El universo de DC Comics regresa al cine con Aquaman. Le precedieron los fracasos cinematográficos de Batman vs Superman (2016) y Liga de la Justicia (2017) y su único acierto Mujer maravilla (2017).

La cinta protagonizada por Jason Momoa (Juego de tronos) cuenta la historia de Arthur Curry. Hijo de Thomas Curry (Temuera Morrison), un humano, y Atlanna (Nicole Kidman), reina de Atlantis, Arthur está destinado a ser rey para unir al mundo terrestre con el acuático. Sin embargo, su medio hermano Orm (Patrick Wilson) luchará contra él para apoderarse de los siete mares y destruir al mundo de la superficie.

Orm odia a los humanos. Los considera responsables de que su madre haya sido desterrada por traicionar a Atlantis al tener un hijo con un terrestre. Arthur odia a los atlantes por matar a su madre.

Con la ayuda de la princesa Mera (Amber Heard), Arthur deberá reconciliarse con el reino de su madre. La única forma de salvar al mundo es convertirse en Aquaman, hijo de la tierra y rey de Atlantis y de los siete mares.

El filme dirigido por James Wan (El conjuro) es divertido y visualmente atractivo. Los efectos visuales envuelven al espectador. El reino de Atlantis, con sus criaturas submarinas, es cautivador.
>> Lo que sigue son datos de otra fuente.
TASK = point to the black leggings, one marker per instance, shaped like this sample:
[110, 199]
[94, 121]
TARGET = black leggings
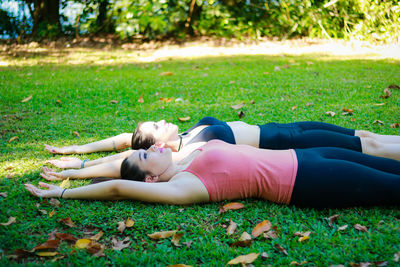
[335, 177]
[306, 135]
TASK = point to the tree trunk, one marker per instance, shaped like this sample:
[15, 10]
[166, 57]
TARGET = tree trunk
[46, 16]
Toda la cinta tiene acción, pues hay batallas de principio a fin. A pesar de no tener un gran guion, el encanto de los protagonistas y los efectos logran salvar la película. Incluso el lado cursi y ridículo del filme es rescatable, pues se puede ver a un Arthur enamorado.

Para los amantes de las películas de superhéroes, Aquaman es una buena propuesta. Sin aspirar a ser una obra maestra cumple el objetivo de ser entretenida. Un dato curioso es que James Wan ocultó a Annabelle, la muñeca diabólica de El conjuro, en la cinta. ¿Podrás encontrarla?